Detection Methods for CVE-2026-43472
Indicators of Compromise
- Processes reporting pwd or root paths under /proc/<pid>/ that resolve to detached or unreachable mount points
- Repeated unshare(2) syscalls returning -ENOMEM followed by anomalous filesystem behavior in the calling process
- Container runtime or sandbox tools failing namespace setup with concurrent mount namespace dissolution events
Detection Strategies
- Audit kernel versions against the fixing commits listed in the kernel.org references to confirm whether the patch is present
- Monitor unshare(2) syscall telemetry via auditd or eBPF probes, correlating failed calls with subsequent process state inconsistencies
- Track unexpected put_mnt_ns() paths through tracepoints when both CLONE_NEWNS and additional namespace flags are present
Monitoring Recommendations
- Enable kernel audit rules for unshare and clone syscalls in environments running container or sandbox workloads
- Review crash and warning logs for dmesg entries referencing mount namespace teardown after failed namespace creation
- Inventory deployed kernel build hashes across hosts to identify systems lacking the stable backport
How to Mitigate CVE-2026-43472
Immediate Actions Required
- Apply the upstream stable kernel update containing the unshare_fs() correction and reboot affected hosts
- Identify all systems running kernel versions predating the referenced commits and schedule patching
- Restrict use of unprivileged user namespaces where not required for workload functionality
Patch Information
The fix has been merged into the mainline Linux kernel and backported to multiple stable branches. The fix forces allocation of a new fs_struct whenever CLONE_NEWNS is requested, regardless of the original share count. Refer to the kernel.org references for each stable branch:
- Linux Kernel Commit 42e21e74061
- Linux Kernel Commit 6c4b2243cb6
- Linux Kernel Commit 845bf3c6963
- Linux Kernel Commit aa9ebc08450
- Linux Kernel Commit af8f4be3b68
- Linux Kernel Commit d0d99f60538
- Linux Kernel Commit d3ffc8f13034
- Linux Kernel Commit d7963d6997f
Workarounds
- Disable unprivileged user namespaces by setting kernel.unprivileged_userns_clone=0 where supported, reducing attacker reach to unshare(2)

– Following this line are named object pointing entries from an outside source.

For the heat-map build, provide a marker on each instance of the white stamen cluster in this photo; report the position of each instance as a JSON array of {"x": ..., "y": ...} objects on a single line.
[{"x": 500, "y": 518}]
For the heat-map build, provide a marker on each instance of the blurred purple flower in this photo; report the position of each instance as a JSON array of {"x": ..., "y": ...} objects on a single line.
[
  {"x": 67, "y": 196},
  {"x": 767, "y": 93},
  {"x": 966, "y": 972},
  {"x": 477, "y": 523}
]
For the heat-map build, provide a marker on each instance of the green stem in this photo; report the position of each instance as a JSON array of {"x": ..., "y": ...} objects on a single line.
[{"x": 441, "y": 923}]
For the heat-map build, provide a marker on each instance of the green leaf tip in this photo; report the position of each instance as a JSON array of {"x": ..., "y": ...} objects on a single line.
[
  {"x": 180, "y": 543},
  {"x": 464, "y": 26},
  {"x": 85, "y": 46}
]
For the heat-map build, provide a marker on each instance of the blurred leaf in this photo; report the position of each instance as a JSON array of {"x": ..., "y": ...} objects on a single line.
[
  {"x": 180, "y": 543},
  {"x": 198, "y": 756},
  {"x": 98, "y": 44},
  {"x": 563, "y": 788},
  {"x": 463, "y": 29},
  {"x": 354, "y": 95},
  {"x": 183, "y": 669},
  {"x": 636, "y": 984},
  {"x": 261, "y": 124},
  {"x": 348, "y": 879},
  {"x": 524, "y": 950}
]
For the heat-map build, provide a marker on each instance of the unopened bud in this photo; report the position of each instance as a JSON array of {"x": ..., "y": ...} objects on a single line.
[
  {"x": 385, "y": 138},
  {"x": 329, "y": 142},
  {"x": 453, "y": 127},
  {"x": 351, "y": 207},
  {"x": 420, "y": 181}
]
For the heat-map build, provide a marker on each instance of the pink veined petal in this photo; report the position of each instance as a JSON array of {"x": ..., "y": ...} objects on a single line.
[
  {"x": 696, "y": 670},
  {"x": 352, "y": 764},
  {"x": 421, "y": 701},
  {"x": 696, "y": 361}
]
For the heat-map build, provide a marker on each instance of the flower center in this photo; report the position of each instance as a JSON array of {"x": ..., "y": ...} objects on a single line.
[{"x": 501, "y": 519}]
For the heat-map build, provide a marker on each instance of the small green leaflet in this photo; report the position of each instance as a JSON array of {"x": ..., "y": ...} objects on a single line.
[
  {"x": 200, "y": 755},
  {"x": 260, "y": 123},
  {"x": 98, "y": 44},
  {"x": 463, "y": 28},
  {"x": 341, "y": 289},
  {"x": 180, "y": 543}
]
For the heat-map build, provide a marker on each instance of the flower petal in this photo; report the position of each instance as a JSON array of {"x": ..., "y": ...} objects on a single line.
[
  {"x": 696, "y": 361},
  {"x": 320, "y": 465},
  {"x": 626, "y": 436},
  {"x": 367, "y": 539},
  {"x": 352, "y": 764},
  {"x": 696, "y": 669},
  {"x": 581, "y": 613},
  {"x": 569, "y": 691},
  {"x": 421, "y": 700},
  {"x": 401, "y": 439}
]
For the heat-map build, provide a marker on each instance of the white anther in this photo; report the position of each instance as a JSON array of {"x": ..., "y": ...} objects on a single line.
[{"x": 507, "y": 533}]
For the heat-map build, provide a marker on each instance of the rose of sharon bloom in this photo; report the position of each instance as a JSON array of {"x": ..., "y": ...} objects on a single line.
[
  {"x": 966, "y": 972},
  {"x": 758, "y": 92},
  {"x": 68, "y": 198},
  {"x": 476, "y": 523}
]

- Apply seccomp profiles in container runtimes to restrict the unshare syscall to required flag combinations
- Limit memory pressure conditions on namespace-heavy hosts to reduce the probability of triggering the failure path
# Configuration example: restrict unprivileged user namespaces via sysctl
sudo sysctl -w kernel.unprivileged_userns_clone=0
echo 'kernel.unprivileged_userns_clone=0' | sudo tee /etc/sysctl.d/99-cve-2026-43472.conf
Disclaimer: This content was generated using AI. While we strive for accuracy, please verify critical information with official sources.